Com a decisão do STF, Lula já teve restituídos seus direitos políticos, poderá concorrer às eleições 2022. Ele mesmo acabou de lançar nas redes sociais oficiais que não guarda rancor de ninguém, que está preocupado com o Brasil de 2021, que parem de falar de candidatura e passemos a cuidar do país atualmente e que ele tá pronto para lutar pelo país.

“Lula tem direito, sim, a todo tipo de reparação por parte do Estado. Pela privação de liberdade, os 580 dias naquelas condições, todo o dano moral, tudo que foi abalado. Não sei se ele vai pleitear, considerando quem ele é. Não sei se ele faria, se tem interesse nisso, mas que ele tem direito ele, tem. Com a grandeza dele, eu não me surpreenderia se ele dissesse que não vai atrás disso, eu acho que ele não vai.

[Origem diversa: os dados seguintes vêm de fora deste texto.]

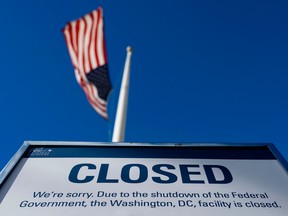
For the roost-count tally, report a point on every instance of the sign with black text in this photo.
(116, 180)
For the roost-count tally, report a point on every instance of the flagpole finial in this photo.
(129, 49)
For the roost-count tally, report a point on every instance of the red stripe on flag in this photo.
(86, 45)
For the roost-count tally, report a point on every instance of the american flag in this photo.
(86, 46)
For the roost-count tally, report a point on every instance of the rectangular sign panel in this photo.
(115, 180)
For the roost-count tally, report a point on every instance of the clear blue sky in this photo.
(202, 71)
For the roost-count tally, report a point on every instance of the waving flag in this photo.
(86, 46)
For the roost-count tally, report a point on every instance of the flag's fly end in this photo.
(86, 46)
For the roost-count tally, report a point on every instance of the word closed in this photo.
(159, 173)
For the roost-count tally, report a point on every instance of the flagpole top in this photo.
(129, 49)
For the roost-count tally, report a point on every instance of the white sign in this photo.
(146, 180)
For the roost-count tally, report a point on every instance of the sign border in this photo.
(19, 154)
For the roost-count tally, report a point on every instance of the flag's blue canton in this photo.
(100, 78)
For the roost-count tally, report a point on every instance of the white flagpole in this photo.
(120, 119)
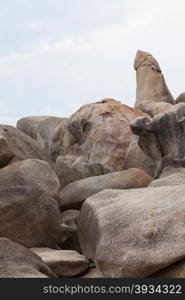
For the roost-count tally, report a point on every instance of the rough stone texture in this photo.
(176, 270)
(152, 95)
(162, 138)
(74, 194)
(99, 132)
(29, 217)
(133, 233)
(181, 98)
(136, 158)
(46, 133)
(92, 273)
(70, 169)
(170, 176)
(29, 125)
(17, 261)
(15, 146)
(31, 172)
(65, 263)
(69, 230)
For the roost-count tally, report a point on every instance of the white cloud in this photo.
(59, 67)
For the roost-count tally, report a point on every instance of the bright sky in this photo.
(56, 55)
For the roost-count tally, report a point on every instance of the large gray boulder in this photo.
(29, 125)
(31, 172)
(15, 146)
(71, 168)
(152, 95)
(16, 261)
(162, 138)
(74, 194)
(98, 132)
(29, 216)
(133, 233)
(170, 176)
(69, 230)
(64, 263)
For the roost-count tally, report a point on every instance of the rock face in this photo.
(162, 138)
(99, 133)
(42, 129)
(70, 169)
(133, 233)
(181, 98)
(152, 95)
(136, 158)
(20, 262)
(29, 125)
(69, 230)
(170, 176)
(74, 194)
(15, 146)
(31, 172)
(30, 217)
(65, 263)
(176, 270)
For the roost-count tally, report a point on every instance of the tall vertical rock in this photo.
(152, 94)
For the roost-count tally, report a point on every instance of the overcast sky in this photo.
(56, 55)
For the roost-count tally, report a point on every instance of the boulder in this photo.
(136, 158)
(74, 194)
(71, 168)
(180, 98)
(19, 262)
(133, 233)
(64, 263)
(46, 133)
(98, 132)
(69, 230)
(162, 138)
(31, 172)
(92, 273)
(152, 94)
(29, 216)
(176, 270)
(170, 176)
(29, 125)
(15, 146)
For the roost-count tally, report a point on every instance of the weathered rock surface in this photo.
(31, 172)
(29, 125)
(70, 169)
(74, 194)
(92, 273)
(170, 176)
(19, 262)
(176, 270)
(152, 95)
(136, 158)
(133, 233)
(30, 217)
(162, 138)
(46, 134)
(43, 129)
(15, 146)
(69, 230)
(99, 132)
(65, 263)
(181, 98)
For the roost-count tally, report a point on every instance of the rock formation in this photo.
(74, 194)
(162, 138)
(152, 94)
(133, 233)
(98, 194)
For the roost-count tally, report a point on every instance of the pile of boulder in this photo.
(98, 194)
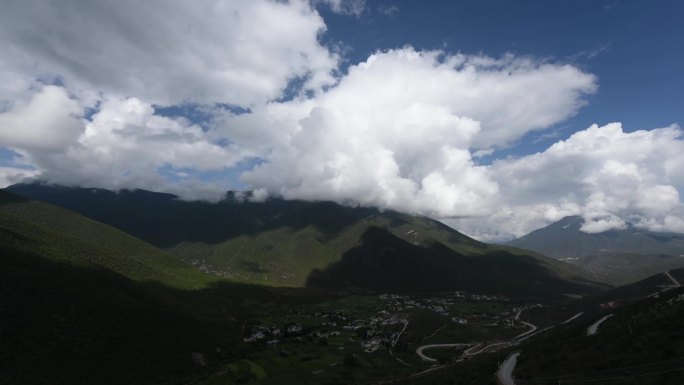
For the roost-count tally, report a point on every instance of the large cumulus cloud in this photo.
(167, 52)
(606, 175)
(79, 104)
(398, 129)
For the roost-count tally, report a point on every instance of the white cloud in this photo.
(166, 52)
(50, 121)
(608, 176)
(12, 175)
(124, 145)
(401, 130)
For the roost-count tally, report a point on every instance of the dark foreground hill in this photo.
(295, 243)
(640, 342)
(84, 303)
(615, 256)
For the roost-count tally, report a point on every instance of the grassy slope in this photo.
(275, 242)
(83, 303)
(66, 236)
(625, 268)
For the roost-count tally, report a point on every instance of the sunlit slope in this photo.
(616, 256)
(65, 236)
(279, 242)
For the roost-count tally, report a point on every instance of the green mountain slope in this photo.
(616, 256)
(641, 343)
(279, 242)
(84, 303)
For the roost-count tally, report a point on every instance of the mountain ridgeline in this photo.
(320, 244)
(615, 256)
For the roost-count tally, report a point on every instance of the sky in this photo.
(496, 117)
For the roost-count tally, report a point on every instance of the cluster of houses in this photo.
(381, 330)
(271, 335)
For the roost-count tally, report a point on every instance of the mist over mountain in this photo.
(296, 243)
(617, 256)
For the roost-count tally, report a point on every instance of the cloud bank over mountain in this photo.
(275, 111)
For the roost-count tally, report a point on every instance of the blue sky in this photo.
(634, 47)
(496, 116)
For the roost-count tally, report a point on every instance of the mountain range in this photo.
(297, 243)
(144, 288)
(615, 256)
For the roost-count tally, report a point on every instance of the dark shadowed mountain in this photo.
(295, 243)
(616, 256)
(85, 303)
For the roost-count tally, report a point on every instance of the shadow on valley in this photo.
(67, 324)
(386, 263)
(165, 221)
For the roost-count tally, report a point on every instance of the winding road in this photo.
(505, 373)
(425, 358)
(593, 328)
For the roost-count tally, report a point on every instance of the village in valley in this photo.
(384, 326)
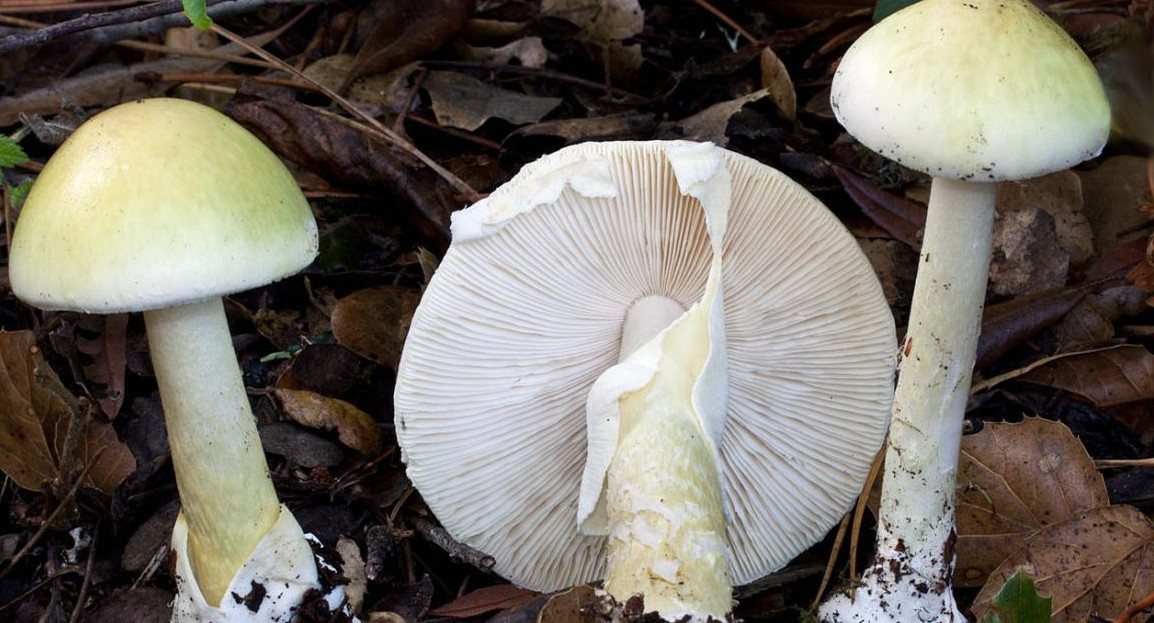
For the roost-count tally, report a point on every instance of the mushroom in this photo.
(659, 363)
(971, 92)
(165, 205)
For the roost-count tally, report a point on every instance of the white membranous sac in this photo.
(660, 363)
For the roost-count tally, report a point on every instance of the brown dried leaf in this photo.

“Lula sai com uma generosidade, uma altivez. Ele sai uma pessoa ainda mais forte, mais preparado.  Ele traz uma serenidade para o debate político que eu acho superengrandecedora. Espero que ele seja candidato. Ele não tá falando disso. Mas ele é um dos maiores quadros políticos da América Latina, se não o maior. A gente tem a sorte de ter ele aqui para ajudar a gente a sair desse buraco, desse abismo em que a gente está caindo.

“A própria liberação do Lula traz um traz um ânimo assim para imaginar que há racionalidade na política. Obriga também a haver um debate mais racional das pessoas na política. Acho que a gente tem condições de ter um futuro melhor. Eu sou uma otimista.”